Losing the job, Sumal is very excited to go through the various job opportunities in the film industry, from pasting posters to living with Jaliya. They join a film production team and work on various activities until the end of the film production. They end up unemployed again after that. Sumal, who picked up a screenplay he wrote many years ago, tells Jaliya that his cinematic dream is coming true. Jaliya is surprised and when asked how he can make a lot of money for it, he says that the only valuable thing he has is an old movie projector that his father used for about 40 years in a movie theater, which he bought in memory of his father. Seeing that he would not give up his innocent endeavor, Jaliya also offered to help. According to a newspaper advertisement, the projector will be sold to Ananda Gunaratne, the artist who owns the Cinema Museum. Although he does not discourage Sumal, he also describes the difficulties, risks and experiences of filmmaking. He not only buys Sumal's old cinema projector, but also kindly arranges a place near his film museum for meetings and training. Advertising in a newspaper gathers the team needed for the film where Thilini Samarasinghe is one of the many newcomers.

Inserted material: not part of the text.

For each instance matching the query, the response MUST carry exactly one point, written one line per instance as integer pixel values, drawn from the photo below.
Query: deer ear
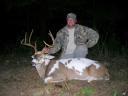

Finally, Amarasuriya is trying to pursue Sumal's talent and he was lured into the next fake creation with his own name. Jaliya and Thilini contributed to the cast where the clash between Jaliya and Vishwakeerthi starts along with the Jaliya's family conflicts.

==Cast==
- Shyam Fernando as Sumal Dharmaratne
- Vihanga Sooriyarachchi as Jaliya Jayasekara
- Douglas Ranasinghe as Sagara Premachandra
- Robin Fernando as Ananda Gunaratne
- Nayanathara Wickramarachchi as Thilini Samarasinghe
- Bimal Jayakody as Vishwa Keerthi Amarasuriya
- Isuru Lokuhettiarachchi
- Duleeka Marapana as Rupalatha
- Kalani Dodanthenna as Jaliya's girlfriend
- Gamini Hettiarachchi
- Jagath Benaragama
- Chandani Seneviratne
- Wijeratne Warakagoda
- Iranganie Serasinghe
- Udeni Alwis
- Thusith Ranaweera
- Trishala Natashi
- Kaushalya Samarasinghe
- Oshem De Silva
- Ashoka Amunugama

==Production==
The film marked as the second directorial venture of Dr. Kapila Sooriyarachchi after 2012 film Prathiroo. It has been more than five years since the film was produced, but it has not been screened in island-wide theatres except for a few special screenings. Nishantha Pradeep was the cinematographer, Prasanga Napawala was the editor, colorist and visual effect supervisor whereas Buddhi Sanjaya Edirisinghe and Dinesh Indika Wijesiri were the art directors and Damayanthi Fonseka was the cost manager and Susantha Ramasinghe was the costume designer. Dr. Rohana Weerasinghe is the music director whereas Senaka Batagoda, Amarasiri Peiris, Uresha Ravihari and Ranjan Saliya Perera made the background singing. Vihanga Sooriyarachchi introduced to cinema with the film. Lyrics also penned by director himself.